The Business. Last season the National Hockey League's six teams (two in Canada, four in the U.S.) drew better than 2,400,000 fans, grossed almost $4,000,000, paid 102 players (93 Canadians, four Britons, five U.S. citizens) about $900,000. The league had an investment of $25,000,000 in arenas. The three professional leagues now operating had an investment in players of $75,000,000. Such figures are only a partial measure of how far the game has come in its 73 years of history.
Besides the N.H.L., there are two other important professional circuits, the American Hockey League (eleven teams) and the U.S. Hockey League (eight teams) which operate in the U.S. This season the two minor leagues drew all but five of their 348 men from the Dominion.
The Game.
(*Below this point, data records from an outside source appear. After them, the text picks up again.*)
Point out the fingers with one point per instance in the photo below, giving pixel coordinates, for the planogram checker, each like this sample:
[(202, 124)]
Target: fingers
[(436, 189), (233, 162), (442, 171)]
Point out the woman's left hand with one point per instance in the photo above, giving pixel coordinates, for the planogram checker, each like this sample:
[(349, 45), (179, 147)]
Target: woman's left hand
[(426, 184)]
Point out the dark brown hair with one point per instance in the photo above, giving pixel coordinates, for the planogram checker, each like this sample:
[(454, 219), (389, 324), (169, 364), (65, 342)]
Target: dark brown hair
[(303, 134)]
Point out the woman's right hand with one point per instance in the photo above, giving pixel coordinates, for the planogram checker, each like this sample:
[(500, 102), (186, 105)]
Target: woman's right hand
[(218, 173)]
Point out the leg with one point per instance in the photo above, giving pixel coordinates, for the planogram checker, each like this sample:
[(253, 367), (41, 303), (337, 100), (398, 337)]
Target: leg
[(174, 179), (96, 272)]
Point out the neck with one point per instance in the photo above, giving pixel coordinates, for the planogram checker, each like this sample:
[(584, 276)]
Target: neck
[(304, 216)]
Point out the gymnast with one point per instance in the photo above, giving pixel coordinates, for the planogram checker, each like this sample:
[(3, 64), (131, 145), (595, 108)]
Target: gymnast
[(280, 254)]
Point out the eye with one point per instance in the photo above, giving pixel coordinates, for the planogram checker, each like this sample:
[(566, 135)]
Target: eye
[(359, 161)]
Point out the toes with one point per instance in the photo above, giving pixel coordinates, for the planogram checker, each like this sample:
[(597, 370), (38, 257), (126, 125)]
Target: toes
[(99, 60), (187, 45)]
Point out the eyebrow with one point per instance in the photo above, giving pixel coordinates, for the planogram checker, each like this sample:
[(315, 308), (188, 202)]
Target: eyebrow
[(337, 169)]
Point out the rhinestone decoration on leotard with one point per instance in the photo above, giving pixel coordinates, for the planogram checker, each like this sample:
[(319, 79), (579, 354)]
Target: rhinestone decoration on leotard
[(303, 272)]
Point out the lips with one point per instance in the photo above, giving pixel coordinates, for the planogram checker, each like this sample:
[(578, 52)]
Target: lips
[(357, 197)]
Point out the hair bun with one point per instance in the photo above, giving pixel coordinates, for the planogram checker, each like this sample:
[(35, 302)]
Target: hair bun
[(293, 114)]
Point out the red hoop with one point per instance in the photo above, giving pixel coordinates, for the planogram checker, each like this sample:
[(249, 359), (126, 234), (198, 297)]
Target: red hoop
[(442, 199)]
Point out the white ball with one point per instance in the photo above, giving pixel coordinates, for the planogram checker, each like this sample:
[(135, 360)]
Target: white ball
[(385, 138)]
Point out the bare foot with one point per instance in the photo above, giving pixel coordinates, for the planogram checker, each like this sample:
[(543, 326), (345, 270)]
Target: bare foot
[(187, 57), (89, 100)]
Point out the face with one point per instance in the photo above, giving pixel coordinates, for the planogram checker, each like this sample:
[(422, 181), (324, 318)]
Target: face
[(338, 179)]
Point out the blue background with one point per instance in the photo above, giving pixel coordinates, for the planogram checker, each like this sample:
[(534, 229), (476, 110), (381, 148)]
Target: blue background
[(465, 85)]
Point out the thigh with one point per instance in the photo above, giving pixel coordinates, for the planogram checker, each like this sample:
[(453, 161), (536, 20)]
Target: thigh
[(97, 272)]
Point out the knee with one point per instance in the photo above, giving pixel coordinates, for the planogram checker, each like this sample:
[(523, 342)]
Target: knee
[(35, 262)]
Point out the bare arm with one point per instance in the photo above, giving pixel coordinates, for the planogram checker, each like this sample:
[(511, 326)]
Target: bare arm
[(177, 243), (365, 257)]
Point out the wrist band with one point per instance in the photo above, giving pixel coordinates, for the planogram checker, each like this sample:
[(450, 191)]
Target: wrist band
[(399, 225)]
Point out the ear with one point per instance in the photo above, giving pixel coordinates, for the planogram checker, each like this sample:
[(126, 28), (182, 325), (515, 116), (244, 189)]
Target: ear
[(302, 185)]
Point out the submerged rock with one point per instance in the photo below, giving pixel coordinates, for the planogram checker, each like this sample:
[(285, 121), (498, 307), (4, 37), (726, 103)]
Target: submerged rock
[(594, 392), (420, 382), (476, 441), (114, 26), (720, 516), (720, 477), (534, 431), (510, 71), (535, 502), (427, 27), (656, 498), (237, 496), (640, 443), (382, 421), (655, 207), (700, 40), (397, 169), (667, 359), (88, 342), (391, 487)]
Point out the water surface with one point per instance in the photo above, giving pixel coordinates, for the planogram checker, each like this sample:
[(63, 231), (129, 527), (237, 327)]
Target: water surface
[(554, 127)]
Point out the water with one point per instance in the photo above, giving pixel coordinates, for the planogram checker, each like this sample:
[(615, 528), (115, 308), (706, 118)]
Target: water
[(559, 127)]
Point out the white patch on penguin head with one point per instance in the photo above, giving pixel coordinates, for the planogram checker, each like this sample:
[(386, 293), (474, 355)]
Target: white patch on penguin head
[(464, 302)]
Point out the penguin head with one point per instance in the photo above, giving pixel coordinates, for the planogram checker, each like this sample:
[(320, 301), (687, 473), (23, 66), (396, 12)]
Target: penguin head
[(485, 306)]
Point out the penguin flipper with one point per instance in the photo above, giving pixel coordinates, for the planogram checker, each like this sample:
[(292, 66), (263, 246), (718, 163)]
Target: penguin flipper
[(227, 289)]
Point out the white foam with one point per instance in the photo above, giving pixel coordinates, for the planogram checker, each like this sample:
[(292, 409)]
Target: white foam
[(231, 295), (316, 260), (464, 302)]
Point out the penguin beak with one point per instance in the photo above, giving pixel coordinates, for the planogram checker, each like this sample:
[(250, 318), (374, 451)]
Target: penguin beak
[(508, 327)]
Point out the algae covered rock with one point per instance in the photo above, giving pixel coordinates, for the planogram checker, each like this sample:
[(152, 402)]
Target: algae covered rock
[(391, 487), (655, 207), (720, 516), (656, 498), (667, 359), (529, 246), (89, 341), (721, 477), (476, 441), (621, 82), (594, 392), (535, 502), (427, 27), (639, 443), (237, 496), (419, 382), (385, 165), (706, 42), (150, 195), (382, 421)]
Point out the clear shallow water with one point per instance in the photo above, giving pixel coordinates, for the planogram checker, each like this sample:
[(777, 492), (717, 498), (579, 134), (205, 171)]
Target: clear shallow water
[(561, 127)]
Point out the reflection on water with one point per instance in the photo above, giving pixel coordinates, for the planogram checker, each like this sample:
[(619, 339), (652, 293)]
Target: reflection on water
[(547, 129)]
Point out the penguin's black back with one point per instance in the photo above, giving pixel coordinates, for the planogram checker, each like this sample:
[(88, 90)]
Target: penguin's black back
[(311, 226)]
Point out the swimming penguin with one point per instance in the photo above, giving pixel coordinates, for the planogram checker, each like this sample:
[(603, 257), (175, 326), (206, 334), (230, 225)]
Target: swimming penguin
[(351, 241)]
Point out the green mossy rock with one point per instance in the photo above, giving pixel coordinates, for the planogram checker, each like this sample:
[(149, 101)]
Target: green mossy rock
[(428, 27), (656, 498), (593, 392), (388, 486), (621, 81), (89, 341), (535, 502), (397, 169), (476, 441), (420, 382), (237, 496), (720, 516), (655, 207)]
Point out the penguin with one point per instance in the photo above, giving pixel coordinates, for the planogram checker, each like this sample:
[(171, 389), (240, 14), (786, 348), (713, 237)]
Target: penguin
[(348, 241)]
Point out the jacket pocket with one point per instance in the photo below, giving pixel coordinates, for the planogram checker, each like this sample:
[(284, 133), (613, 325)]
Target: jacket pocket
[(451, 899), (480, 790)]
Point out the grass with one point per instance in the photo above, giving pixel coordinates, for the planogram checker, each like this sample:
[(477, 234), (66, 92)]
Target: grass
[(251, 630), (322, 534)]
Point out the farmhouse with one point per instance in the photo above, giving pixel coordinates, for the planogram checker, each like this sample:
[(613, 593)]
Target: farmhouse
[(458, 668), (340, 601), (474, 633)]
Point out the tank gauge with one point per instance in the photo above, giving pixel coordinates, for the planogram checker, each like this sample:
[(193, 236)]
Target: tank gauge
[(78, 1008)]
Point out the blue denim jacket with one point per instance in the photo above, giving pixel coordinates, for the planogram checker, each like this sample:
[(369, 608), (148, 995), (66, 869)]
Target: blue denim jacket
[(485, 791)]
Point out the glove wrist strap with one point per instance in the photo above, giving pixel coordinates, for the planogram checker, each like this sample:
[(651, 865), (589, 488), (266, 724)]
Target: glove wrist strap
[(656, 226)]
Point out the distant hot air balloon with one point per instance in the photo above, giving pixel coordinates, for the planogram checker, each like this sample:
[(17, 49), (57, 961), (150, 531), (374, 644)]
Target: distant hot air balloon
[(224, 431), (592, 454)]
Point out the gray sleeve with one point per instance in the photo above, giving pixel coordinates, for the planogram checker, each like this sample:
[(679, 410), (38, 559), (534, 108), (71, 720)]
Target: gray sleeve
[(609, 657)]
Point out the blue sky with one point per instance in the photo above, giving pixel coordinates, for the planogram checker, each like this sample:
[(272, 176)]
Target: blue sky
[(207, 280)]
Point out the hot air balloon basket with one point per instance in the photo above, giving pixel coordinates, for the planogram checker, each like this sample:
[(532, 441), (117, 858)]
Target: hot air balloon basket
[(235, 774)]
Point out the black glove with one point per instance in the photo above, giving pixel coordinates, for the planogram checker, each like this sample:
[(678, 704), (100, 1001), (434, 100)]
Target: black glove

There are 70,000 registered amateur hockey teams in Canada... This year the Dominion's two big-league teams (Toronto Maple Leafs and Montreal Canadiens) will spend more than $70,000 to help keep amateurs on ice, groom some of them ultimately for the big time...
The National Hockey League's present fortunes are guided by a tight-lipped, teetotaling bachelor named Clarence S. Campbell, who made news a fortnight ago when he cracked down on a couple of players involved in a gambling fix (TIME, March 22). For love of hockey, Campbell ditched a profitable law practice for three years to referee big-league games. In September 1946, he was made N.H.L.'s president, given a $15,000 salary, a spacious office in league headquarters in Montreal. Campbell wants more clubs, more arenas. Says he: "It's an awfully good game."
*Put up in 1893 by Baron Stanley of Preston, then Governor General of Canada, it was the exclusive property of amateurs until 1911. By then, most of the simon-pures had turned pro and the cup went to play-for-pay teams by default.